Figure 2: Phylogeny of V. cholerae genomes. (Source: Shapiro et al)

This lead to the hypothesis that the PG-like alleles present in the environmental strains might confer properties conducive to virulence.

To test their hypothesis, Shapiro’s team ran biofilm assays and found that ompU and other PG genes have the same pattern of lower biofilm formation. This indicated the phenotypic similarity in the effects of PG genes and ompU. Several other tests were made to further identify candidate ompU alleles. In a recent paper, Shapiro and colleagues found several interesting results. First, they found VAPs in the environment and identified eight ompU candidate genes. Interestingly, they also developed and designed a similar approach to identifying the genetic basis of virulence that is applicable to other bacteria responsible for epidemics (e.g. E. coli, Yersinia pestis) with the correct core genomic background. In the stool samples obtained from patients, all genomes were found to be isogenic except mutations in ompU3.

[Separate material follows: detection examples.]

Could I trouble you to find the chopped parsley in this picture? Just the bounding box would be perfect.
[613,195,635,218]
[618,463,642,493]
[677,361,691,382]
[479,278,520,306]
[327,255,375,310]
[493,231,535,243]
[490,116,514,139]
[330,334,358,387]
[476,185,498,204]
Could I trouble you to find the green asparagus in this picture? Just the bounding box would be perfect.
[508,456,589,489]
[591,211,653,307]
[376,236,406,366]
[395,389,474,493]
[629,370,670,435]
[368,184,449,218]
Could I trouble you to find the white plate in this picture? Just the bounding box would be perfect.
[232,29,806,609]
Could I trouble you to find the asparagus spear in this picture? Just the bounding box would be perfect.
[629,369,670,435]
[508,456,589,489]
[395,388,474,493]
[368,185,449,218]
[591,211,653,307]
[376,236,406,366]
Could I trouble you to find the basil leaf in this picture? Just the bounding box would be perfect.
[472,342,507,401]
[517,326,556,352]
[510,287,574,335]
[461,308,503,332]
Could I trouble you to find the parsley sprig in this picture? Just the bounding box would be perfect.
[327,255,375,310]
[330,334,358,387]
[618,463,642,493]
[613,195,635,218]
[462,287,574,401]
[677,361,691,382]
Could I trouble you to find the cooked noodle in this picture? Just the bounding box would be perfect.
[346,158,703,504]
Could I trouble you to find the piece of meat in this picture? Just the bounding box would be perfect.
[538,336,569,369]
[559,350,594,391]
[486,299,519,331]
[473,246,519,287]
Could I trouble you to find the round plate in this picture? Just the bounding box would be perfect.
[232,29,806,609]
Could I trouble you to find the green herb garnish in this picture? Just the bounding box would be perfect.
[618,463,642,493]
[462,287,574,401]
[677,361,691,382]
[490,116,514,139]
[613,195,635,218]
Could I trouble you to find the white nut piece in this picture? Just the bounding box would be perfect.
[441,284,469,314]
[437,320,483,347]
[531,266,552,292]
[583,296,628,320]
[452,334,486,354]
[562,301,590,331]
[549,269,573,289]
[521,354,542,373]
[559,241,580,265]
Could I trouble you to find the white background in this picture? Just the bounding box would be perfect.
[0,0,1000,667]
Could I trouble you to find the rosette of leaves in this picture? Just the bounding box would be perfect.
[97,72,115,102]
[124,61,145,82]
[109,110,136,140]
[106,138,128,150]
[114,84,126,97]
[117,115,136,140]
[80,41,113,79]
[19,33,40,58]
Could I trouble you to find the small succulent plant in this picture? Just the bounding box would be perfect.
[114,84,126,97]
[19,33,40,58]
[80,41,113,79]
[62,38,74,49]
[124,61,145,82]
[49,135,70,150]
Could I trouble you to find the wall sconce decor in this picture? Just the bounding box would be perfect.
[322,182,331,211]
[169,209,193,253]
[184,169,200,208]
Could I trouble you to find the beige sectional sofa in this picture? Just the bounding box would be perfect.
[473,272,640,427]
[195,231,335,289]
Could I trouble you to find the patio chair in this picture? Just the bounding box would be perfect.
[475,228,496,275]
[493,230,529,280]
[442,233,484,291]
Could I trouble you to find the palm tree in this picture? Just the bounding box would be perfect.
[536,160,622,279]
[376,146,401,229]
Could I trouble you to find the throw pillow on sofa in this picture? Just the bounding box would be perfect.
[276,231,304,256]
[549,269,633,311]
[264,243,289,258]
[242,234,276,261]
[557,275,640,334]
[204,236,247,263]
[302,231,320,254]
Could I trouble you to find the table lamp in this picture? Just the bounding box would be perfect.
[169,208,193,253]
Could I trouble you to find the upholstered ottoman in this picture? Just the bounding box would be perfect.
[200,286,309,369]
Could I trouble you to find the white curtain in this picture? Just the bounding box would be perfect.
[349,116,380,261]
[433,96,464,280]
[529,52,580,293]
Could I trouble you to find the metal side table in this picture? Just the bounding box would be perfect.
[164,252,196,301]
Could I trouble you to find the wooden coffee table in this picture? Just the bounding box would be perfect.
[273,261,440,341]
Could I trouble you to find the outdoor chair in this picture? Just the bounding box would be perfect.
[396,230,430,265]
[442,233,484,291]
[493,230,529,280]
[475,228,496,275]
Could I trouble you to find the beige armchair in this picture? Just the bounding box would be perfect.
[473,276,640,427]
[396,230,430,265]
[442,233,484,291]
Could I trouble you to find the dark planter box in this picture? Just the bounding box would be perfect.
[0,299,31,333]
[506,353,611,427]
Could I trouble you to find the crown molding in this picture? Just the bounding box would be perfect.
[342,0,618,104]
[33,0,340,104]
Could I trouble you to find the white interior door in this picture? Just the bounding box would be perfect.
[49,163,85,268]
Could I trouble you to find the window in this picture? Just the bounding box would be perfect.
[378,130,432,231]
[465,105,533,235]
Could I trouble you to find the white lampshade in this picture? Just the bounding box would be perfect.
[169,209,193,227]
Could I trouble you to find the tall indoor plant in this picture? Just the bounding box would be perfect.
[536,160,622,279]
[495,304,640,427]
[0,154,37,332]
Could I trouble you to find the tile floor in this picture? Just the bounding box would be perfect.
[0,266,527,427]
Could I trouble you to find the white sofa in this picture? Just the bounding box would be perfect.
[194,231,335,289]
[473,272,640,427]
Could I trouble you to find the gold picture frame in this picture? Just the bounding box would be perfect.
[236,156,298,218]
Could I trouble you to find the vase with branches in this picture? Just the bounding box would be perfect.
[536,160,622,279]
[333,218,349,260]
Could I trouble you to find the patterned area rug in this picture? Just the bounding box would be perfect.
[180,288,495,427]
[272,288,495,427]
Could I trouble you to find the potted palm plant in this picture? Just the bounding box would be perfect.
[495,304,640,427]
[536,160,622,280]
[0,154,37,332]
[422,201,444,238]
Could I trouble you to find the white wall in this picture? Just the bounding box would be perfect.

Implications of this research by professor Shapiro and his team are far and wide. Some follow up leads that Shapiro and his team want to follow are: 1) Why are VAPs maintained at the environment? and 2) Is pathogen emergence limited by genetic architecture (qualitative traits) or by niche availability (the physical environment it occupies)? For example, a niche in Haiti would look different than a niche in the United States.

Sources:

1) World Health Organization. (2018). Cholera. [online] Available at: http://www.who.int/mediacentre/factsheets/fs107/en/ [Accessed 11 Feb. 2018].

2) Smith, J., Smith, N., O’Rourke, M., & Spratt, B. (1993). How Clonal are Bacteria? Proceedings of the National Academy of Sciences of the United States of America, 90(10), 4384-4388. Retrieved from http://www.jstor.org/stable/2362081

3) B. Jesse Shapiro, Inès Levade, Gabriela Kovacikova, Ronald K. Taylor and Salvador Almagro-Moreno. Origins of pandemic vibrio cholerae from environmental gene pools. Nature microbiology Volume 2, Article Number: 16240, 19 October 2016.